Help, my husband is a handyman has been presented by John Williams since 2005. The eighteenth season of this cult program started on Monday evening in Bergeijk in Brabant, where we met the tough Stevie, man of Moniek who had written to Williams in a panic. The family lives in a container in the garden, because their house is still uninhabitable. Unfortunately, the money is gone and the permit is almost.
It soon became clear why doing odd jobs lasts for so long: Stevie is strongly inclined to carry things from hot to reinforcement. That of course does not help. Professional handyman Jojanneke saw the head shaking and stevie in kind but strict: “You don’t have to move things all the time. Otherwise you are only busy moving. Neat and clean work, that helps.”
Are busy moving without putting the dike. In Kakelcracy the Netherlands we are good at it, especially when it comes to opinions of ‘clares’. That’s how Raymond Mens attended Sunday The Oranjezondagand Monday at News of the day (SBS6) and not much later Pauw & De Wit (NPO1). In 24 hours, the right -wing man had to have it three times about punk duo Bob Vylan. And he was not the only one, although the right -wing opinion was.
The dry -comic but intellect Van Roosmalen & Groenteman (NPO 3), with a left-wing politician (Jesse Klaver), was the only talk show where the same Bob Vylan images did not appear endlessly. In the other five talk shows. There was hardly any difference between the tables, except that at News of the day Caroline van der Plas and Bram Moskowicz rushed that the musicians had to leave the country. That while the judge had ruled in summary proceedings that no criminal offenses had been committed. Furthermore, the tables agreed, from right to even more right, and yet the texts of one rapper filled all evening.
Eva (NPO 1) paid a lot of attention to ‘the new hope in frightened days’ Joost Eerdmans, and stretched the Vylan theme forced to the umpteenth discussion about a divided society. The question is whether the Netherlands is really so divided, or whether the so -called ‘Overtton Window’ has simply moved to the right: the spectrum of ideas that we consider acceptable in the debate. For example, the murdered extremely conservative Charlie Kirk thought that Martin Luther King was a bad person and the Civil Rights Act is a mistake. That would have been quite extreme not so long ago, now Kirk is being chased by the right -wing man for the guardian of freedom of expression.
Feasible
Of course geopolitical problems is too abstract to discuss proper talk show tables. You need other means for that, such as the NPO DOC Made in Ethiopia (NPO 2). For four years the viewer is taken to Dukem, a small town in Ethiopia. There, Chinese investors, farmers and factory workers clash over land, work and future. The documentary by Xinyan Yu and Max Duncan follows three women who are each imprisoned in their own way in the desire for a better future. Motto, deputy director of the Industriepark, has left China and her daughter and wants to expand the industrial park, but encounters farmers who do not want to lose their country. Worker Beti is full of jeans but actually wants to become a designer, and farmer’s workinesh is waiting in vain for promised agricultural land to compensate. When the Coronacrisis and the civil war break out almost simultaneously, the huge industrial park threatens to go bankrupt. But only in the wildly interesting and layered stories of the three women, that abstract geopolitric becomes concrete, tangible. Certainly with a fascinating but complicated theme such as neo -colonialism, narrative journalism is indispensable.

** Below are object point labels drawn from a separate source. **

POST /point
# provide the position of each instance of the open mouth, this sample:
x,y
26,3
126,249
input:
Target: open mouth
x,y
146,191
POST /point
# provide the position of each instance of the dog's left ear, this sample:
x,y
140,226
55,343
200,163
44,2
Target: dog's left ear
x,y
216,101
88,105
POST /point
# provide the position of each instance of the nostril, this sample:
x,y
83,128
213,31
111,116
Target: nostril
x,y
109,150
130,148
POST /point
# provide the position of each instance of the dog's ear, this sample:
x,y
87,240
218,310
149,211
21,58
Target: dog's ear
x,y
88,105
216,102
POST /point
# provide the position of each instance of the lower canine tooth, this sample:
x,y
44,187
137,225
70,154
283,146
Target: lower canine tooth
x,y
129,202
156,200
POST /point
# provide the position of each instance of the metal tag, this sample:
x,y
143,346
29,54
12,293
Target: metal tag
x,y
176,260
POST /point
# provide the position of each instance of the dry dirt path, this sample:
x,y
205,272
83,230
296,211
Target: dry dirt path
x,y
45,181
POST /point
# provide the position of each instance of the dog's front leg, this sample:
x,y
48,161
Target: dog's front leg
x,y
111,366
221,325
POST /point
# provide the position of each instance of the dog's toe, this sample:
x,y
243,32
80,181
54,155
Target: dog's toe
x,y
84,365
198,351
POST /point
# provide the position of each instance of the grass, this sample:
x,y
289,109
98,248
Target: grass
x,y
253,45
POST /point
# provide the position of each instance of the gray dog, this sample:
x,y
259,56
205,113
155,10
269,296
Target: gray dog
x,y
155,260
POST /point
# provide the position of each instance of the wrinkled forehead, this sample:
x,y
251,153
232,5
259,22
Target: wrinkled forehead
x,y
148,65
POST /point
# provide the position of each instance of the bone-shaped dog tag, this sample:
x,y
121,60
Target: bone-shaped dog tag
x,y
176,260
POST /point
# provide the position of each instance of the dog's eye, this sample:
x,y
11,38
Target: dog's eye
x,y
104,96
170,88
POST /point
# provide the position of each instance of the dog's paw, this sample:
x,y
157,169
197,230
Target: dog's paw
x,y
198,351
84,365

Unfortunately, the rest of this Monday evening was reminiscent of what the American linguist Noam Chomsky has been translated freely into his book The Common Good (1998) writes: “The smartest way to keep people passive and obedient is to strictly limit the spectrum of acceptable opinions, but to allow very lively discussions within that spectrum.” On a pole for the disputed pop venue Paradiso is a poster with the text: Artists are not the story. Gaza is the Story.